And yes, I love the view from my office window, although occasionally I wish I enjoyed yard work a bit more.

Kristen Painter said...

Maybe I could bribe you to clean my office. lol Big congrats on getting that book turned in!

Leigh Duncan said...

I've seen your office, Kristen, and there's no cleaning required. Thanks for all the encouragement while I worked on The Daddy Catch!

Kristi said...

Hah. I didn't notice the mess in the first picture. Yes, the surfaces have stuff on them. Um, that's what horizontal surfaces are for, right? To store papers? In your "before" shot the piles couldn't have been more than a few sheets deep...not like my 6" stacks of notebooks and bills and...maybe I've been doing it wrong...:)

Kara said...

Leigh, I can relate completely with your process. Well, more specifically the housework being forgotten. So happy to hear you've turned in the book!

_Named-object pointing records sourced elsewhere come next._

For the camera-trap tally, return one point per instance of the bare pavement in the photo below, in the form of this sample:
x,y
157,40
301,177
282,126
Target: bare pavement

Falling back in love with the story and characters is what it's all about. :)

Leigh Duncan said...

Kristi, if it's working for you, you're not doing anything wrong. I don't think the dust (and cookie crumbs) showed up well in the first photo. LOL

Leigh Duncan said...

For me, writing a book is like following a complicated recipe. Say I'm making lasagne boullinaise. First, I have to make the lasagne noodles. And while I enjoy making those, when I'm done, I've accomplished "something," but it's not the whole dish, anymore than completing an outline is writing a whole book. So, next I make the rich, dark sauce and the bechamel sauce, and they're great. But they aren't the finished product, either. Just like the first rough draft isn't the finished product. Then you start layering - noodles, sauce, ricotta, moz, and when you're finished with that, you top it off with the bechamel sauce. And you still have to bake it, and then you're done. You've enjoyed every step along the way (well, maybe not washing all those pots and pans), but nothing compares to that first taste of lasagne right out of the oven.
And for me, that's the way a book comes together. I love each step, but the last one is the best.

Estella said...

I am not a writer, but want to forget housework altogether, so I can read the books you write.

Leigh Duncan said...

What a nice thing to say! I'll let you know as soon as I have a release date for The Daddy Catch. Till then, I hope you'll enjoy some other great Harlequin American Romances.